If you’re preparing to welcome your child home through adoption, there are some very practical things you can do to help smooth your child’s transition home. The following ideas may be a help to you in the period surrounding placement:
If at all possible, send photos of your home and family to your child prior to placement. This will aid in helping to ease the uncertainties that are inherent in such a large transition. Make sure to mark each photo with the names of each family member or room so that caretakers can accurately interface with your child on the photos. Suggested photos would include immediate family members, the outside of your house, play area/yard, shared family space, their bedroom and their bed. It can also be a help to send a blanket or stuffed animal that appears in the photos you send (to ensure against loss, buy a set of two…one is sent during the wait and the other one waits at home for their arrival).
Since you will most likely have time with your child in their birth country before returning home, find out as much as possible about how they like to play. Take them to the park and watch them have fun. Once you are home, try to recreate this same type of play once you’re home. If you are able to visit the orphanage or foster home during your travels where your child received care, ask questions about their schedule and preferences on play if possible.
Take some time to research what type of diet your child was accustomed to before you travel. If you are able to visit the home or orphanage where your child received care, ask your child’s caregivers about their specific diet and preferences. When eating out during your adoption trip, buffets can also be a very helpful resource as you learn their likes and dislikes in foods. Once home, take time to ease them into your home cuisine, trying to include foods that are familiar to them. Keeping a few known “likes” always at hand for snacks or meals can help reassure a child that they have food security in your care. Learn to make a few simple dishes from their culture or grab carryout from a restaurant that has familiar cultural dishes. This can be a treat for everyone and will help reassure your child.
The homecoming experience itself can be overwhelming for both the child and the parents. After hours and hours of traveling, it might be difficult for you to entertain extended family members and friends while also caring for the needs of your new child. With the transition in caregivers, foods, schedule, sights, sounds, etc. continuously in play for a child transitioning into their new family, the added sensory intake of navigating the attention of strangers can initially feel overwhelming to the child. Postpone visits for a few days while you recover from jet lag, allowing your child to make their initial transition home at their own pace. For ideas on how to invite your friends and family into this process, read this sample letter.
At first, time differences and jet lag can wreak havoc with your schedule and routine, but make sure that you start moving in the direction of your regular bed times, meal times, play times, prayer times – whatever is the norm for your family – as soon as possible. Not only will the routine help your child’s transition, it will also help the rest of the family adjust to their new normal.
At least for the first few nights, sleep in close proximity to your child. It’s best to be close in case they have a nightmare, need to use the bathroom, or need a drink of water. Keep in mind that every aspect of your child’s life changed the moment they entered your family, so expect some bumps along the way.

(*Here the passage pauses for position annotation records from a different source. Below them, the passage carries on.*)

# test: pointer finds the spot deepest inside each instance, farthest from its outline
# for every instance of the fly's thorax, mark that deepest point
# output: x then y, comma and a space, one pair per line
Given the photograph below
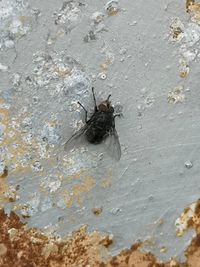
106, 106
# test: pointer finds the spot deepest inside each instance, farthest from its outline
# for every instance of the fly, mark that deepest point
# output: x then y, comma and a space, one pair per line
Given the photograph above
100, 127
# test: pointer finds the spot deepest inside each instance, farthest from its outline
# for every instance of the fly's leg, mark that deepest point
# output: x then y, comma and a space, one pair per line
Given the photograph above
84, 110
95, 103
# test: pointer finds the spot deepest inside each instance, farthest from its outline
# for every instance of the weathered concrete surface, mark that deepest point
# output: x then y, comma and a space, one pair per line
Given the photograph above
58, 52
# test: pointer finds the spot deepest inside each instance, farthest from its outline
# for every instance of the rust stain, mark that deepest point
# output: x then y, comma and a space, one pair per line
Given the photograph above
194, 8
5, 172
21, 246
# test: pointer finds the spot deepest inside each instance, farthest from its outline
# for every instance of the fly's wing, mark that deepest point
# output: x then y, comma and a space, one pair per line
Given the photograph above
75, 138
113, 145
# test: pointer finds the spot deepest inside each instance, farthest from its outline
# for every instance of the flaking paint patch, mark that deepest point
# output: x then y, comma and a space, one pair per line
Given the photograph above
76, 193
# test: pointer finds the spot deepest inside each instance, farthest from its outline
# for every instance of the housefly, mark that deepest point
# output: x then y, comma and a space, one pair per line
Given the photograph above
100, 127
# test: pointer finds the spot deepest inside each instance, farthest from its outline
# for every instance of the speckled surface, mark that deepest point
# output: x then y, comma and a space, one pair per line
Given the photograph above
146, 54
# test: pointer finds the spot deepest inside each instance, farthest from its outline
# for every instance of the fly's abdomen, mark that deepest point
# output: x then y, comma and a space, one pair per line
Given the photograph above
99, 129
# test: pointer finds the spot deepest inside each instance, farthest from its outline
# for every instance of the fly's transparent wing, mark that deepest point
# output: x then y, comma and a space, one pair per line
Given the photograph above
75, 138
113, 145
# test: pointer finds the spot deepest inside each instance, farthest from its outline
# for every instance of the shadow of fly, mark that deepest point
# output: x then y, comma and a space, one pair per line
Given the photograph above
100, 127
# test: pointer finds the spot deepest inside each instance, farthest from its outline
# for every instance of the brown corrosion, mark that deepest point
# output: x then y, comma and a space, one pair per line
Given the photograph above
5, 172
21, 247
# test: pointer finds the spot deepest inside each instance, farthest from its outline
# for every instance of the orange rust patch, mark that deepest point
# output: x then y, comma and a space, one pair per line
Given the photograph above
20, 246
5, 172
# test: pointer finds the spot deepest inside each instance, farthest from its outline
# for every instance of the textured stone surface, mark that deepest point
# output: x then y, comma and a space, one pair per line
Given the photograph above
146, 54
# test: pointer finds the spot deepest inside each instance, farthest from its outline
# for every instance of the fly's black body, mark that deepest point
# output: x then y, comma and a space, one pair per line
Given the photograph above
100, 127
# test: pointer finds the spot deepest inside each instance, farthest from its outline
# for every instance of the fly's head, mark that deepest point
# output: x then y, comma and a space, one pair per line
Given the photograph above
106, 106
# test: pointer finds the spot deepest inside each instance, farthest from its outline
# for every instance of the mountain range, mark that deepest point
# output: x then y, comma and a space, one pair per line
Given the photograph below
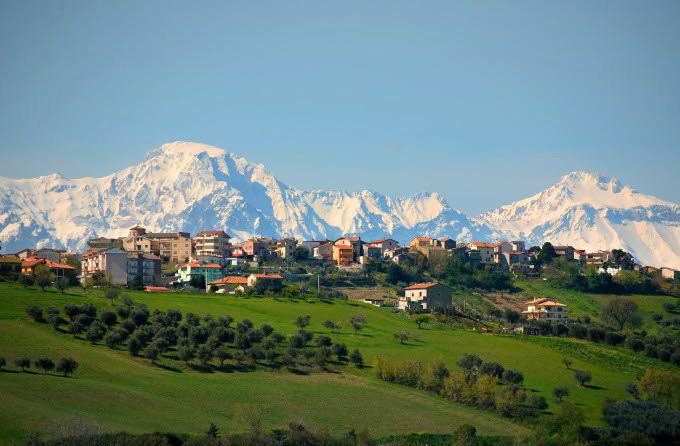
184, 186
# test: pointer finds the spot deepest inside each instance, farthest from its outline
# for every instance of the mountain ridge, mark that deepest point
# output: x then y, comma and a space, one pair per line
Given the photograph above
192, 186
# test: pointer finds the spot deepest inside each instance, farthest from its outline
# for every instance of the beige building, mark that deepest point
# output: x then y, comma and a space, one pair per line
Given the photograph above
486, 251
545, 309
113, 262
212, 243
426, 297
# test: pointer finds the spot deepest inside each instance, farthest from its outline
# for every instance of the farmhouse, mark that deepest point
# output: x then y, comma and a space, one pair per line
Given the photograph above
426, 296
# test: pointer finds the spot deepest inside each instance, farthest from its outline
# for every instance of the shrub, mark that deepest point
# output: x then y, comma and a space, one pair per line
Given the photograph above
583, 377
596, 334
35, 312
537, 402
614, 338
356, 358
646, 416
513, 376
469, 362
561, 392
67, 366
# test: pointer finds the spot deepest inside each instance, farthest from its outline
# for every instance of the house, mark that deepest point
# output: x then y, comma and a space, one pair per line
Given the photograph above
355, 243
486, 251
377, 301
53, 255
207, 271
268, 280
103, 243
545, 309
145, 266
670, 273
651, 271
324, 251
10, 265
254, 247
173, 247
29, 265
417, 242
343, 254
229, 284
212, 243
385, 244
112, 262
426, 297
137, 241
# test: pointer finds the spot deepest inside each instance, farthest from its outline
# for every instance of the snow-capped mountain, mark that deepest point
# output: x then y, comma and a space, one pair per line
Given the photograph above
192, 187
592, 212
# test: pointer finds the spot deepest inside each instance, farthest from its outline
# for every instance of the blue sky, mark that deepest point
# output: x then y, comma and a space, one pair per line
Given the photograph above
486, 102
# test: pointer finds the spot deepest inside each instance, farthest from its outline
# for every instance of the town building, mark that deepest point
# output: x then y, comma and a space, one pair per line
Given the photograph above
212, 243
29, 266
486, 251
208, 272
426, 297
145, 266
267, 280
343, 254
113, 262
545, 309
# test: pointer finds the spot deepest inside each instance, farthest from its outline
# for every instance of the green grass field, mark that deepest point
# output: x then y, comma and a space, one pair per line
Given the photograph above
586, 304
122, 393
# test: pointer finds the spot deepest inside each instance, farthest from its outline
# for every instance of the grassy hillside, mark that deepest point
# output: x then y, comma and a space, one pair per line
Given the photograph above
586, 304
119, 392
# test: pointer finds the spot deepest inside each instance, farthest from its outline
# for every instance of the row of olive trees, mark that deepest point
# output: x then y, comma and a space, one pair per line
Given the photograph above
64, 365
152, 334
487, 385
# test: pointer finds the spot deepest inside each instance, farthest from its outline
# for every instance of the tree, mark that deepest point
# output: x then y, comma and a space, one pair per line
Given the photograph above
94, 333
151, 352
402, 336
213, 431
67, 366
87, 284
186, 354
302, 321
538, 402
25, 280
46, 364
204, 354
622, 313
561, 392
513, 377
356, 358
469, 362
222, 354
35, 312
420, 320
583, 377
43, 276
330, 325
357, 322
24, 363
75, 328
62, 284
112, 294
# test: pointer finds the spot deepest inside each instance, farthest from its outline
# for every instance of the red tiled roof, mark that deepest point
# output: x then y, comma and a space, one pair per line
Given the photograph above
156, 289
268, 276
230, 280
421, 286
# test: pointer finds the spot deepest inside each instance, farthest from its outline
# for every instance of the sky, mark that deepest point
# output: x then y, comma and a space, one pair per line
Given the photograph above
486, 102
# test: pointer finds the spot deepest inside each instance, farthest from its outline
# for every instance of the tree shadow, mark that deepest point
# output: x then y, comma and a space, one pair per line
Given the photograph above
169, 368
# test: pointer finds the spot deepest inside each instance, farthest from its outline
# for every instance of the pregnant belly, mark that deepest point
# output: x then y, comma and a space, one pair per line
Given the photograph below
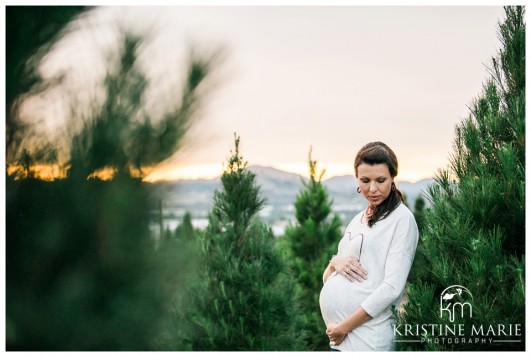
340, 298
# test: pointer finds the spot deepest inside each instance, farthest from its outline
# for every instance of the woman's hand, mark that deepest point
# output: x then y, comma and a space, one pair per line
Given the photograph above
349, 267
336, 333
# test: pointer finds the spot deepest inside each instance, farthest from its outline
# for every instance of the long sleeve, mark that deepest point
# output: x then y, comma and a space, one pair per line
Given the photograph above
397, 265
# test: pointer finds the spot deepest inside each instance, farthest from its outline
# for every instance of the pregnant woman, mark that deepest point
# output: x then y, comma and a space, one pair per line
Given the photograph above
367, 277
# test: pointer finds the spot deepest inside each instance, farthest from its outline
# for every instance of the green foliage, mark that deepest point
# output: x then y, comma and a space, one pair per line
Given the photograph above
474, 233
243, 299
82, 272
311, 243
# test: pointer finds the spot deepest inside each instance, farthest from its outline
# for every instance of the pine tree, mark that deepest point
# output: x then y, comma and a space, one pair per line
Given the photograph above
312, 241
419, 212
185, 231
245, 298
475, 229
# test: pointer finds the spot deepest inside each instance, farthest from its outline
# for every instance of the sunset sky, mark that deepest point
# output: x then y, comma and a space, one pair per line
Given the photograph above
329, 77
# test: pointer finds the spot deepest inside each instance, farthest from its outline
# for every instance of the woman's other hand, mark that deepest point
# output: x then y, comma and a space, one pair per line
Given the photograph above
349, 267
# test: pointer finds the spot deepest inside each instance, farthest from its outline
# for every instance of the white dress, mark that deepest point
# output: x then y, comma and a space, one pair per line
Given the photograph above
387, 250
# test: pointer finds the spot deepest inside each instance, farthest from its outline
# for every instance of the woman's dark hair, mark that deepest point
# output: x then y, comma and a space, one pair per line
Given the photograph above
378, 153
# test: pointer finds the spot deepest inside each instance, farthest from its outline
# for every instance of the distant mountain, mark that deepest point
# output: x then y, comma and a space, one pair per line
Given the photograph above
280, 189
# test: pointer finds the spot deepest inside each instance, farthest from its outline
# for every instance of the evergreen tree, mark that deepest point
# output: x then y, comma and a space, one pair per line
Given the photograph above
419, 212
245, 297
312, 241
475, 230
82, 271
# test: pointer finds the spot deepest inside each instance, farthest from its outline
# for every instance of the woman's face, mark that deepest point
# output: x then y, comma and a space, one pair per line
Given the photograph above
374, 182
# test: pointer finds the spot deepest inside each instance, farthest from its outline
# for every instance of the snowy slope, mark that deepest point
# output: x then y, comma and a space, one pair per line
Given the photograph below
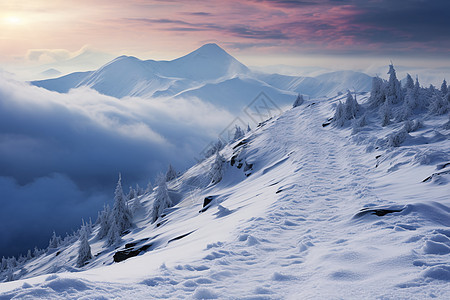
207, 66
303, 212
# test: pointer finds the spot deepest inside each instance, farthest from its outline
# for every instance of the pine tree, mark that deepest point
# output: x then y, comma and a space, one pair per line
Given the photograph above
409, 82
149, 188
339, 115
113, 236
444, 88
120, 214
171, 173
394, 93
377, 94
53, 244
238, 133
136, 206
162, 199
103, 220
131, 193
385, 113
139, 191
216, 172
299, 101
84, 250
351, 107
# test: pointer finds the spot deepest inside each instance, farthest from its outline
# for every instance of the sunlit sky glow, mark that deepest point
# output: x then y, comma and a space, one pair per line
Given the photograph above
258, 32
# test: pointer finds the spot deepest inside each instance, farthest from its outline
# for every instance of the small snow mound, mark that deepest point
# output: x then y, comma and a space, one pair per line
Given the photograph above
281, 277
441, 272
432, 247
60, 285
204, 293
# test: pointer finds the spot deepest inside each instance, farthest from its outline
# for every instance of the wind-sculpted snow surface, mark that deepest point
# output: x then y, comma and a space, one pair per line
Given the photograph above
302, 211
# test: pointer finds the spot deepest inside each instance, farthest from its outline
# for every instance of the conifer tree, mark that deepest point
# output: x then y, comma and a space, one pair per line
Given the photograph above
409, 82
299, 101
394, 92
444, 88
216, 172
171, 173
120, 214
103, 220
162, 199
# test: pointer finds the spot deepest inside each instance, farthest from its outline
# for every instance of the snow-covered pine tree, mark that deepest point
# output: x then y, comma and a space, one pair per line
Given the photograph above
339, 115
298, 101
385, 113
444, 88
216, 172
162, 199
113, 235
171, 173
394, 92
84, 250
351, 107
149, 188
139, 191
4, 263
104, 222
131, 193
53, 243
409, 82
136, 207
377, 94
438, 105
238, 133
120, 214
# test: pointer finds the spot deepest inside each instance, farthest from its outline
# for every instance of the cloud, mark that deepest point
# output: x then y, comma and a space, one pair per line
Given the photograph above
64, 151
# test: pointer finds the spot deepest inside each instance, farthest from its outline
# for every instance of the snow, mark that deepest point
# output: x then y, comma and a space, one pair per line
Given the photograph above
319, 213
208, 73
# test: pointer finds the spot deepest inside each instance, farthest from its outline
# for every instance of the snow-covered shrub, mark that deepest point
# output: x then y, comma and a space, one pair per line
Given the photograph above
397, 138
84, 250
216, 172
217, 146
162, 199
438, 105
171, 173
299, 101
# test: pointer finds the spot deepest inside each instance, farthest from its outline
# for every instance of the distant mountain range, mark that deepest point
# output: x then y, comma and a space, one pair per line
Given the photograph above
208, 73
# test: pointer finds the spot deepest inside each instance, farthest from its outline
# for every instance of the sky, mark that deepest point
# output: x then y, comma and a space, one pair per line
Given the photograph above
336, 33
60, 154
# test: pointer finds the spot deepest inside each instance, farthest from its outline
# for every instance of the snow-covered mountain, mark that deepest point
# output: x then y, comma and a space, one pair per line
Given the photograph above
334, 198
203, 73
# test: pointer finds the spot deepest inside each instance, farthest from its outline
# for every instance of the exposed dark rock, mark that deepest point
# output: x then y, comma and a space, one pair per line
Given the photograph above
206, 203
377, 211
131, 252
180, 237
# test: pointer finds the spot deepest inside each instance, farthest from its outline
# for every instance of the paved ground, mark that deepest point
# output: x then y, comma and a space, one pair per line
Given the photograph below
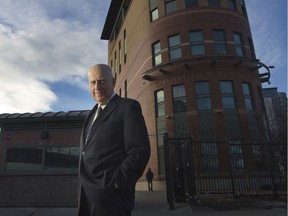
154, 204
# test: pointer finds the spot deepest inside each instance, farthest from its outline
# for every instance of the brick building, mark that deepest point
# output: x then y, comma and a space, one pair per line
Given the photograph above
192, 66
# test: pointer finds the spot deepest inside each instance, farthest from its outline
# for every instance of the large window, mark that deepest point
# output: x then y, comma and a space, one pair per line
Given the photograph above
154, 10
191, 3
170, 6
219, 42
247, 96
232, 4
156, 49
214, 3
179, 99
251, 47
174, 47
160, 109
203, 95
50, 158
160, 128
209, 156
197, 43
228, 98
239, 45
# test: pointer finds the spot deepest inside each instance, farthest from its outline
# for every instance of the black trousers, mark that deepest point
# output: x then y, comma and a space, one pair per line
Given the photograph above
118, 204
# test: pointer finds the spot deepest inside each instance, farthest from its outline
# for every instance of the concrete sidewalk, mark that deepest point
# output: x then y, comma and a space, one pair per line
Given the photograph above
154, 204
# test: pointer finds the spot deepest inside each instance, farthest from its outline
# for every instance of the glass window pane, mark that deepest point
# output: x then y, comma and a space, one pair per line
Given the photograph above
178, 91
197, 50
228, 102
174, 41
226, 87
160, 96
59, 158
202, 88
175, 53
24, 159
204, 103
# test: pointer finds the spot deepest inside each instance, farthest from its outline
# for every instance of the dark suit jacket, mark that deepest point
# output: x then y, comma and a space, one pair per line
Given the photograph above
117, 150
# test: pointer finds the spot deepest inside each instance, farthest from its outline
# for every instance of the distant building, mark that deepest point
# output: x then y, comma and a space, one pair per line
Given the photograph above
192, 66
39, 158
276, 110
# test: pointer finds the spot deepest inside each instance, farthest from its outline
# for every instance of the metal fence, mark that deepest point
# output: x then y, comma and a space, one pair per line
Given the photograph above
231, 167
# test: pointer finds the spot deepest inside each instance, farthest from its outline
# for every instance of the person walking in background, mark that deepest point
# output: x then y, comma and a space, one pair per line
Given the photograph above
149, 177
114, 148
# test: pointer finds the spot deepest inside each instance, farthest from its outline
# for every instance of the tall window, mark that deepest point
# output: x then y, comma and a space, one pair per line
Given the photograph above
219, 42
125, 89
160, 109
232, 4
125, 46
251, 47
179, 99
243, 7
205, 114
156, 49
197, 43
120, 57
247, 96
228, 98
239, 45
154, 10
170, 6
214, 3
203, 95
174, 47
161, 128
191, 3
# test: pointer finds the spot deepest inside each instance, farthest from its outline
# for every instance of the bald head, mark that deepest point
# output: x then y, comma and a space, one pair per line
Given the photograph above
101, 83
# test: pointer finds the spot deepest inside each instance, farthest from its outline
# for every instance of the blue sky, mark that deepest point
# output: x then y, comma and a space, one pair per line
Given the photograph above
47, 46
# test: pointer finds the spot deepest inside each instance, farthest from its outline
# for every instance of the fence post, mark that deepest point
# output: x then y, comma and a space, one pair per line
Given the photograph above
168, 172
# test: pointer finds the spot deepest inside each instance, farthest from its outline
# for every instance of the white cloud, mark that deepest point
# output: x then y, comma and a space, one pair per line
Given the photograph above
46, 42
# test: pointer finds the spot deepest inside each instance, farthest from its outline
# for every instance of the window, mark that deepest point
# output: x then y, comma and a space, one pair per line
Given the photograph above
154, 10
160, 128
125, 46
203, 95
197, 43
214, 3
228, 99
252, 50
174, 47
191, 3
156, 49
170, 6
236, 154
179, 99
219, 42
247, 96
239, 46
120, 57
243, 7
232, 4
209, 156
61, 158
160, 109
125, 89
51, 158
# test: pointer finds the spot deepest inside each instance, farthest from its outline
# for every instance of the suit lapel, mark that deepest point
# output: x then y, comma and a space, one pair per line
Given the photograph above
104, 114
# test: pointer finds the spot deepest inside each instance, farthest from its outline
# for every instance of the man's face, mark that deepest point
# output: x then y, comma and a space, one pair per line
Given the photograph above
101, 85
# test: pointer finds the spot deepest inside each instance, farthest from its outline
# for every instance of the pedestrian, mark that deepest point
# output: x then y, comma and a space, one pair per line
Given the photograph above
114, 148
149, 177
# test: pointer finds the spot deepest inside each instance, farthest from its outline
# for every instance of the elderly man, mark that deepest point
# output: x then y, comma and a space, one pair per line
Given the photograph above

The separation from the familiar as well as the fear of the unknown can cause children to react in different ways. The best thing to do in situations where the child is grieving for the familiar is to pray for comfort and let the child lead. If they need to be held, sung to, or just left alone for a bit, try to be sensitive to it. It takes time.
Since language can be an issue early on, try watching cartoons or children’s movies in which the dialogue is minimal. Practice some basic phrases in their native language to help make the initial transition easier. There are also a number of translation apps that can be a great help early on in the language learning process!
It’s important to take care of yourself too! Even if it means waiting until the kids are in bed, fixing a snack, and finding a relaxing way to unplug! Carving out time to recharge will pay dividends not only for you but also for your entire family.
For children transitioning home from abroad or who have been living in institutions, visits to Disneyland, sporting events, or large parties can be overwhelming and even scary! Let these types of events fit more naturally into your schedule at a later time.
While discipline is certainly important, flexibility in the early days is wise. This is especially important because it is possible that children will not have experienced consistent, loving discipline in their former environment. Additionally, the language barrier may not allow them to fully understand why they are being corrected. Utilize resources from Show Hope’s partnership with Empowered to Connect and consider attending an Empowered to Connect conference near you (or join us for the LIVE simulcast on April 10-11!).
Most importantly, pray as individuals, as a couple if you are married, and as a family for your new child. Pray for patience and wisdom. Pray that your child will find their identity in the One who has loved them from the start.